A volte il dolore è indescrivibile e si fa fatica a reagire, soprattutto nelle prime fasi, altre volte si trasforma in rabbia e violenza, altre ancora non lo si accetta e si finisce per immaginare scenari distruttivi per se stessi dove si annulla la prospettiva di essere felici sia da soli che con un’altra persona.

E tutto questo, sapete, è fisiologico e assolutamente legittimo: le primissime fasi di una separazione non sono mai facili da affrontare, ci si sente impotenti e anche responsabili per aver contribuito a quel destino nefasto; si piange, ci si arrabbia, si cerca di fare qualcosa per recuperare l’irrecuperabile ma quando davvero comprendi di non poter fare più nulla, ricordati che, per quanto tu la veda nitida dinanzi a te, NON È LA FINE.

Quel dolore lo devi attraversare quasi come una lunga strada buia e tortuosa che devi necessariamente percorrere perché sai che quella è l’unica via da prendere per “uscire fuori” da quel loop mentale che non ti permette di vedere realmente oltre.

E sai anche che ogni passo che farai porterà luce a quegli angoli bui che adesso ti fanno paura perché non li conosci, ma quando li avrai illuminati ti sembreranno così diversi da permetterti di guardare al mondo con occhi nuovi e con nuove e mature consapevolezze.

E sarà proprio da quegli angoli bui che maturerai le risposte alla domanda del buon Tiziano, stavolta in chiave meno romantica ma pur sempre lucida e consapevole.

Ogni relazione ci segna profondamente più di quanto immaginiamo: le persone che incontriamo, uno sguardo o un sorriso, le parole, si imprimono dentro di noi come fossero tatuaggi che pensiamo di dimenticare ma che riemergono, di tanto in tanto quasi come a ricordarci chi eravamo e come stavamo in quella relazione, seppur breve.

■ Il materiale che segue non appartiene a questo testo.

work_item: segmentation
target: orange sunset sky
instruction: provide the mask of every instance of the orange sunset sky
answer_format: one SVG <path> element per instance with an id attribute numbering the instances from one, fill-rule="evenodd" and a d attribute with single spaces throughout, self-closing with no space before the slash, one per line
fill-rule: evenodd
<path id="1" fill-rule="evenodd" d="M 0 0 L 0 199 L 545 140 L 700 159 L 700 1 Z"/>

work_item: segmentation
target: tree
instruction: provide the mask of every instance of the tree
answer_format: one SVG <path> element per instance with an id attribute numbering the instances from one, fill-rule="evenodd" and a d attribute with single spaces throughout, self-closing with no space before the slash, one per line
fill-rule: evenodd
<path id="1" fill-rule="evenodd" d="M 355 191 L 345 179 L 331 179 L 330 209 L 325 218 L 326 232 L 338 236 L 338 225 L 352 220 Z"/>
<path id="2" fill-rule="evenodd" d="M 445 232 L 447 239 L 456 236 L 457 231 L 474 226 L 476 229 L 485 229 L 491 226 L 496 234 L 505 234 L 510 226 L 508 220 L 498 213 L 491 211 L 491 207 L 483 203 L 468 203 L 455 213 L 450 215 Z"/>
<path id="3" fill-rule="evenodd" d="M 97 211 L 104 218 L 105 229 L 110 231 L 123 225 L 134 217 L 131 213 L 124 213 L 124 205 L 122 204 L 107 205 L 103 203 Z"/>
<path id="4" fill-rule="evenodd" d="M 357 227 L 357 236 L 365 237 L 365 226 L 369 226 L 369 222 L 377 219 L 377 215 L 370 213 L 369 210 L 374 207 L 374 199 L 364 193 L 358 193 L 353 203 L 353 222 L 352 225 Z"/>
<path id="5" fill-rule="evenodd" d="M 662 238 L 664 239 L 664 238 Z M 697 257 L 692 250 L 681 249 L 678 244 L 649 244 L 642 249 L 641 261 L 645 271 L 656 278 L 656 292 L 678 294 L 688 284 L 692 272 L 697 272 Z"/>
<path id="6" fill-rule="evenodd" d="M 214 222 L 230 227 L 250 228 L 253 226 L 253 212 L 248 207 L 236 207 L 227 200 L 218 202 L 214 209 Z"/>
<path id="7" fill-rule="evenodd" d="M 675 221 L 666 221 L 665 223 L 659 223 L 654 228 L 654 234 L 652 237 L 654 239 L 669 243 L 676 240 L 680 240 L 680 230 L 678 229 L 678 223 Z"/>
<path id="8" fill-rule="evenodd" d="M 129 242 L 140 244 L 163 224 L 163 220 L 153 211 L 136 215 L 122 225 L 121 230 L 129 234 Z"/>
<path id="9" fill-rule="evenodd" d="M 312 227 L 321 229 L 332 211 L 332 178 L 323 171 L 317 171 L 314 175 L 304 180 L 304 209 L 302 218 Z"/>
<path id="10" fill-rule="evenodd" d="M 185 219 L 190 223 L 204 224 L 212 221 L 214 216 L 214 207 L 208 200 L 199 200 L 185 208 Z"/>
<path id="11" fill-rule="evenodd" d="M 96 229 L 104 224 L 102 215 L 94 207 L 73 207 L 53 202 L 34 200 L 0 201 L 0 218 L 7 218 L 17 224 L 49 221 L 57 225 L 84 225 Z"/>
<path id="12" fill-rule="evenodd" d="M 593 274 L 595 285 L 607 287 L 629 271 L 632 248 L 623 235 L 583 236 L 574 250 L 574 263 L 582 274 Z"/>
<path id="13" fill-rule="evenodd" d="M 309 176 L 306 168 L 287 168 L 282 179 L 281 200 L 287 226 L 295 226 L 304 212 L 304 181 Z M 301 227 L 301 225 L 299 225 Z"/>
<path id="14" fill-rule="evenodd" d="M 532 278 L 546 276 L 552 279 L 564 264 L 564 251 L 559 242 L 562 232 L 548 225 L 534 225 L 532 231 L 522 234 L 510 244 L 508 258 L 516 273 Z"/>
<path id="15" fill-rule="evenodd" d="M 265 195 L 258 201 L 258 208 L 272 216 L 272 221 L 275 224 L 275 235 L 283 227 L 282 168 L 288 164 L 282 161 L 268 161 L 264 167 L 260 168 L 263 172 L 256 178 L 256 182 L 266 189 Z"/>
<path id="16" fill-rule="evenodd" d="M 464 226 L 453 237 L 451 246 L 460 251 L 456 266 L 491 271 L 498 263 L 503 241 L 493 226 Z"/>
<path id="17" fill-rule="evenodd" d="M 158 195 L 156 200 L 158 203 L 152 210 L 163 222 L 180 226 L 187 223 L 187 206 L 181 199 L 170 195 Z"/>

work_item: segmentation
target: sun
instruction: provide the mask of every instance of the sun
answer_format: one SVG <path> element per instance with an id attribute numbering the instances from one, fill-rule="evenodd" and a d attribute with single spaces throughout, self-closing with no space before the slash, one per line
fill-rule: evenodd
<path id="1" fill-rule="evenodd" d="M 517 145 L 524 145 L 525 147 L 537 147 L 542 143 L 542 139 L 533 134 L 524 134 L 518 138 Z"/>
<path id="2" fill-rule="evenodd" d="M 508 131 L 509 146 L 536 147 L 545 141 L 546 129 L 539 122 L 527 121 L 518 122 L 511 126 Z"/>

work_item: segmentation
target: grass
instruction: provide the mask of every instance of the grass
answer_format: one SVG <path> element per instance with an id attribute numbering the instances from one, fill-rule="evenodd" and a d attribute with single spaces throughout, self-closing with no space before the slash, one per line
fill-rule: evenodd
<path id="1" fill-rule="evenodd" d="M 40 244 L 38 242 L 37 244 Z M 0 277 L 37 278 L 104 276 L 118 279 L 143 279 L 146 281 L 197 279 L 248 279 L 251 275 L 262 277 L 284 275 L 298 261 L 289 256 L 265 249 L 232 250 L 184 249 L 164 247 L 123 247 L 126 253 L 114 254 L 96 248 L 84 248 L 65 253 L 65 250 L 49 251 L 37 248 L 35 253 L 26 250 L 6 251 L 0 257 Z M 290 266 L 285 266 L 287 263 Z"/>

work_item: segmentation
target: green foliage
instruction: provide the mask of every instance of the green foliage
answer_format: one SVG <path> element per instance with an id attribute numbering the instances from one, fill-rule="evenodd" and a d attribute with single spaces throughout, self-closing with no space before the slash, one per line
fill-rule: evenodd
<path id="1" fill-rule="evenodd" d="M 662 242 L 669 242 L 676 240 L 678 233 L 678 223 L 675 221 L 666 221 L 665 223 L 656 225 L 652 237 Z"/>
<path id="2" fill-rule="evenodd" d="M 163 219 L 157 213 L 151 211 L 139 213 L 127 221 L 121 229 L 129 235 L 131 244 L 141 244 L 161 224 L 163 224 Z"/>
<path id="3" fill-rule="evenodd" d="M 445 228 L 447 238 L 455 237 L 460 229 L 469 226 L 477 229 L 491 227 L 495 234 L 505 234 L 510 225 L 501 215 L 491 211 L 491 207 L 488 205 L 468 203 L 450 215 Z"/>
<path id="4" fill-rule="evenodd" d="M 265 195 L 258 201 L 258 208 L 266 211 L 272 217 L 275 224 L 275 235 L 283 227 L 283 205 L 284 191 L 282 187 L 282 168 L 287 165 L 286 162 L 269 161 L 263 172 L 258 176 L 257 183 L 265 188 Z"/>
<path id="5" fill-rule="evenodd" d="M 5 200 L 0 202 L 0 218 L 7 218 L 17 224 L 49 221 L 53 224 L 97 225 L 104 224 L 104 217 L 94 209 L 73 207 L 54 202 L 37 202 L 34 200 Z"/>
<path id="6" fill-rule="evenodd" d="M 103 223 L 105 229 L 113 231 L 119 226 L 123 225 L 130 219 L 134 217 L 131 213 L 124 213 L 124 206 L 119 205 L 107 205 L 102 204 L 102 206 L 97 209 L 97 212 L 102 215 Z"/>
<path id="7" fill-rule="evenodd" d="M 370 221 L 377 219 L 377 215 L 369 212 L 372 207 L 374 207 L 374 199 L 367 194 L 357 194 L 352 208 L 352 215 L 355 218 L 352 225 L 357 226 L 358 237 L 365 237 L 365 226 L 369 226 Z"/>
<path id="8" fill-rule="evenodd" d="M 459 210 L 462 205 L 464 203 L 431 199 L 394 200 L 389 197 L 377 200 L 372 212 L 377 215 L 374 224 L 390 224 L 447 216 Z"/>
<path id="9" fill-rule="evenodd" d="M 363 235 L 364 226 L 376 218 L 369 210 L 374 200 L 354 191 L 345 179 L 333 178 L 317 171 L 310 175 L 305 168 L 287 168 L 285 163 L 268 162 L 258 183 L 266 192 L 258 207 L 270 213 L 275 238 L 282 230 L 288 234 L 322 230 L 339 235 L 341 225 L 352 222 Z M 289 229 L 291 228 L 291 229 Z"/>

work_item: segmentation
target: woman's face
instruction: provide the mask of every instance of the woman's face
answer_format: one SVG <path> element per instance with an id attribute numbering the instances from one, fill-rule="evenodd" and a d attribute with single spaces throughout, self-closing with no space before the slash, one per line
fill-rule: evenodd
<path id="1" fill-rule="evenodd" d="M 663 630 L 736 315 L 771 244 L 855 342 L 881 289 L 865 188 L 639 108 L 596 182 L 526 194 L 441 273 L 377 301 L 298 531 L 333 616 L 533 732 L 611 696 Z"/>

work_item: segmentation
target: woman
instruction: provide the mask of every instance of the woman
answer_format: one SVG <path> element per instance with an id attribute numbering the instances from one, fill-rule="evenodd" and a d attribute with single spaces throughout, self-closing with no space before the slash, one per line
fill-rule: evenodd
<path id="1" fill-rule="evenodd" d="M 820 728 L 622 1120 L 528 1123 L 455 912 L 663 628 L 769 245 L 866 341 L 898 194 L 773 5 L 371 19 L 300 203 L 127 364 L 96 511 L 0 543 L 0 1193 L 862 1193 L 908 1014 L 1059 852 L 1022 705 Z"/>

E si tratta di emozioni positive o negative che, pur sempre, ci condizionano ma se saprai attraversarle e rielaborarle non saranno più “decisive” per le tue relazioni future, e se sarai in grado di avanzare coraggiosamente in quel percorso, sarà un momento molto importante per la tua identità e per la tua crescita psicologica, un percorso nel quale tu sarai la tua meta e la tua luce e dal quale imparerai tu stesso ad “essere relazione” prima con te e poi con gli altri.